Se eu fosse do Judiciário ou do Ministério Público, Zé Carlos, a esta hora voce estaria vendo o sol quadrado fazendo companhia ao seu amigo Paulo Castelo Branco. Como pode uma pessoa investido de Autoridade zombar da justiça e do Ministério Público.Mas certamente com isto vc quer mostrar ao Dulciomar e a Ana Julia que está a seviço dos mesmos para fazer qualquer negocio para manter seu cargo, da sua esposa e dos seus apaniguados. Zé Carlos, somente aqui no Pará é que o Partido Verde apoia a destruição de um parque ambiental.

Ivan Santana disse...
Este comentário foi removido pelo autor.
Anônimo disse...

Quarta-feira, 1 de Julho de 2009
Servidores no porão
O Sindicato dos Servidores do Judiciário vai pedir à presidência do TJEPA que reveja a mudança física do departamento de patrimônio do tribunal.
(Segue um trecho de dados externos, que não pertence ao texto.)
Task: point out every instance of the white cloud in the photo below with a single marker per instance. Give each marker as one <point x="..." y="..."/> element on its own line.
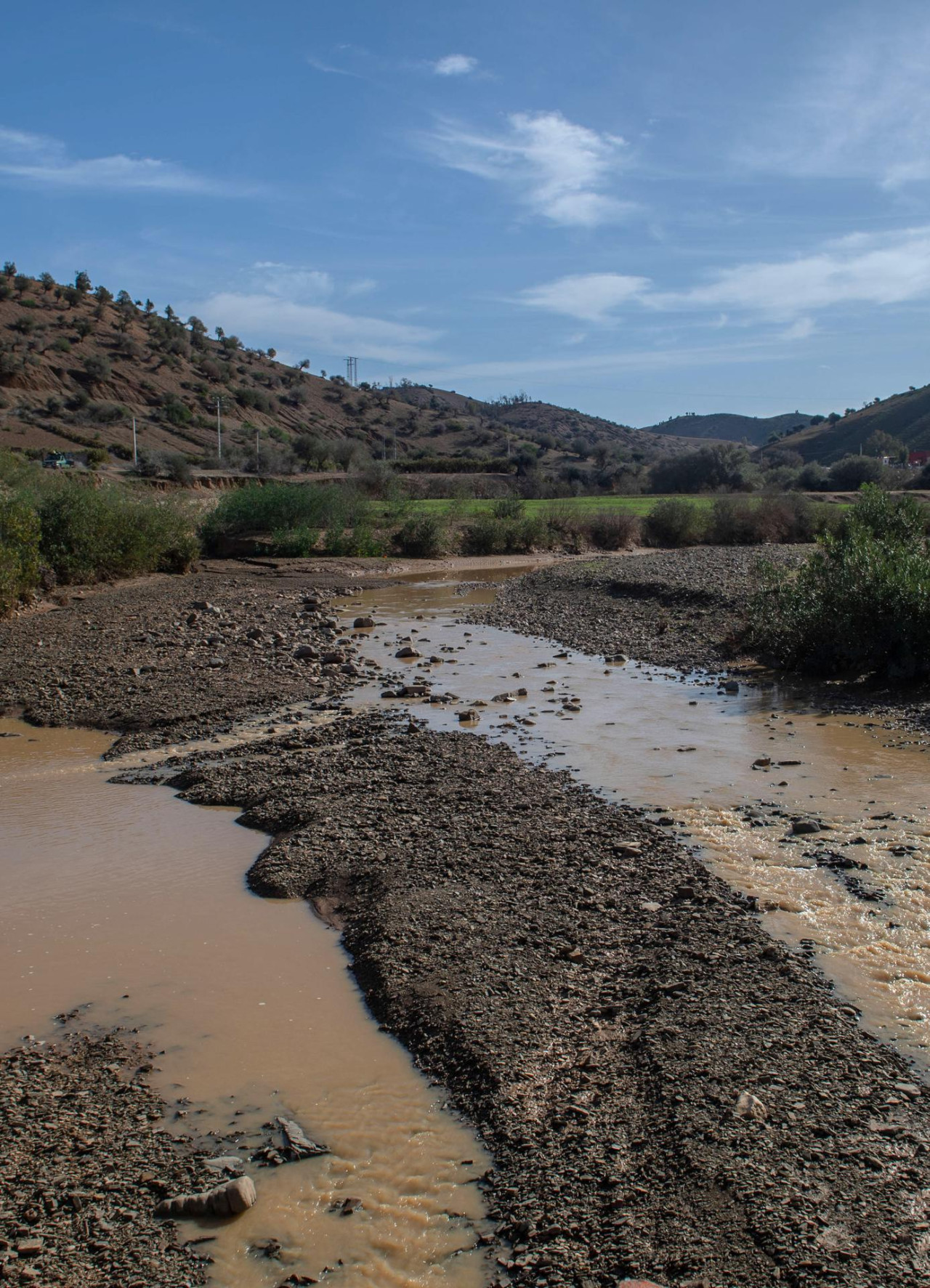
<point x="455" y="65"/>
<point x="858" y="108"/>
<point x="313" y="328"/>
<point x="888" y="268"/>
<point x="865" y="268"/>
<point x="589" y="296"/>
<point x="551" y="165"/>
<point x="320" y="66"/>
<point x="44" y="160"/>
<point x="290" y="283"/>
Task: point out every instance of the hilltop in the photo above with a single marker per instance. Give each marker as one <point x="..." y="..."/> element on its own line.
<point x="755" y="431"/>
<point x="905" y="418"/>
<point x="78" y="363"/>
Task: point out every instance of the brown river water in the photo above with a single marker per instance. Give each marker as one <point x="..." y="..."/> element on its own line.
<point x="653" y="737"/>
<point x="134" y="902"/>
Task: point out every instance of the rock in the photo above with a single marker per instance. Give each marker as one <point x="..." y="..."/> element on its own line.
<point x="750" y="1106"/>
<point x="232" y="1198"/>
<point x="298" y="1144"/>
<point x="228" y="1163"/>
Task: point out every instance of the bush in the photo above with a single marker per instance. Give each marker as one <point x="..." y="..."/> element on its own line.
<point x="423" y="538"/>
<point x="96" y="533"/>
<point x="20" y="563"/>
<point x="278" y="509"/>
<point x="861" y="606"/>
<point x="673" y="522"/>
<point x="613" y="530"/>
<point x="852" y="471"/>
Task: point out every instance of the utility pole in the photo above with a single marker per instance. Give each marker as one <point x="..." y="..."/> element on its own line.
<point x="219" y="431"/>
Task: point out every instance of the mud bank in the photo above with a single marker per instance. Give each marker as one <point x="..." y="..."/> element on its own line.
<point x="684" y="609"/>
<point x="678" y="608"/>
<point x="178" y="657"/>
<point x="84" y="1162"/>
<point x="665" y="1090"/>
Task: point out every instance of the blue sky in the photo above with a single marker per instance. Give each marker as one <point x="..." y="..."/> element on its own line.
<point x="634" y="209"/>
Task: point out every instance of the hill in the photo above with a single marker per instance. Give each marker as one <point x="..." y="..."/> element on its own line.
<point x="903" y="416"/>
<point x="755" y="431"/>
<point x="78" y="365"/>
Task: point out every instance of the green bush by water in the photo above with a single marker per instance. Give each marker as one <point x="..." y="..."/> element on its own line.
<point x="68" y="530"/>
<point x="861" y="604"/>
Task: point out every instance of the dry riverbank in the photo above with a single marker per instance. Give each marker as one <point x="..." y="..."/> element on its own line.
<point x="665" y="1090"/>
<point x="684" y="609"/>
<point x="84" y="1161"/>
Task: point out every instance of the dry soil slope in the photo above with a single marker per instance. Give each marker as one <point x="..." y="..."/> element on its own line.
<point x="75" y="370"/>
<point x="905" y="416"/>
<point x="755" y="431"/>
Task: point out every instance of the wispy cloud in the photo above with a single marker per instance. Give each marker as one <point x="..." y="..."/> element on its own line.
<point x="290" y="281"/>
<point x="313" y="328"/>
<point x="320" y="66"/>
<point x="590" y="296"/>
<point x="39" y="158"/>
<point x="865" y="268"/>
<point x="557" y="169"/>
<point x="858" y="108"/>
<point x="455" y="65"/>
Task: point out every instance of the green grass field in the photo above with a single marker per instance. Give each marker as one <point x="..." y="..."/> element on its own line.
<point x="640" y="505"/>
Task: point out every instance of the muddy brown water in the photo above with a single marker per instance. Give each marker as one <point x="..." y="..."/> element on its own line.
<point x="134" y="901"/>
<point x="653" y="737"/>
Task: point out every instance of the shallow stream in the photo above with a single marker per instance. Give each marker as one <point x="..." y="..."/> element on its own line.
<point x="655" y="737"/>
<point x="126" y="898"/>
<point x="134" y="902"/>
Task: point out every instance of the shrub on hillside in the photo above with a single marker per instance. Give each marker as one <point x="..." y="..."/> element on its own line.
<point x="861" y="604"/>
<point x="96" y="533"/>
<point x="613" y="530"/>
<point x="673" y="522"/>
<point x="261" y="510"/>
<point x="20" y="562"/>
<point x="424" y="536"/>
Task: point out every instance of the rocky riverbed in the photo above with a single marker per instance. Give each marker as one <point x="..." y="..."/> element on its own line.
<point x="665" y="1091"/>
<point x="85" y="1159"/>
<point x="686" y="609"/>
<point x="678" y="608"/>
<point x="179" y="657"/>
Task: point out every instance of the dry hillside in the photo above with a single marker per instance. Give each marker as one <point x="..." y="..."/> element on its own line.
<point x="903" y="416"/>
<point x="78" y="365"/>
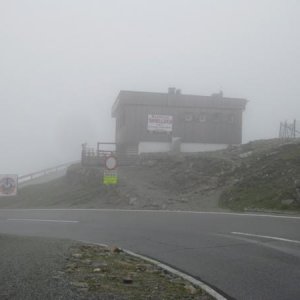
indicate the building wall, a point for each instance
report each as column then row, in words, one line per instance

É que todas as pessoas que trabalham lá foram transferidas para o porão do prédio do TJE na Almirante Barroso, que a grosso modo pode ser descrito como lugar completamente insalubre. O Sindicato pretende, caso não seja provida a reclamação, ingressar com pedido junto ao Ministério do Trabalho para avaliação de insalubridade.
Postado por Franssinete Florenzano às 13:13

Anônimo disse...

Zé - Conheço toda a sua trajetoria, porque agora voce esta censurando os comentários das pessoas que acessam o seu Blog? A vida não é de só acertos, as vezes erramos! Zé publique os comentários, os comentários é que fazem o Blog.

Anônimo disse...

Ivan onde é que tem "Camara Estadual"?

Anônimo disse...

Sabe aquelas lombadas "malacabadas" que infelizmente são comuns nas ruas de Belém? Pois é isso! É o que eu chamo de - vácuo de poder. Quando o poder público não faz, a população à sua maneira faz. Então, é esse tergiversamento dos poderes constituídos que acaba criando essas anomalias por vezes aberrantes, mas a roda da História tem que girar, duela a quem duela!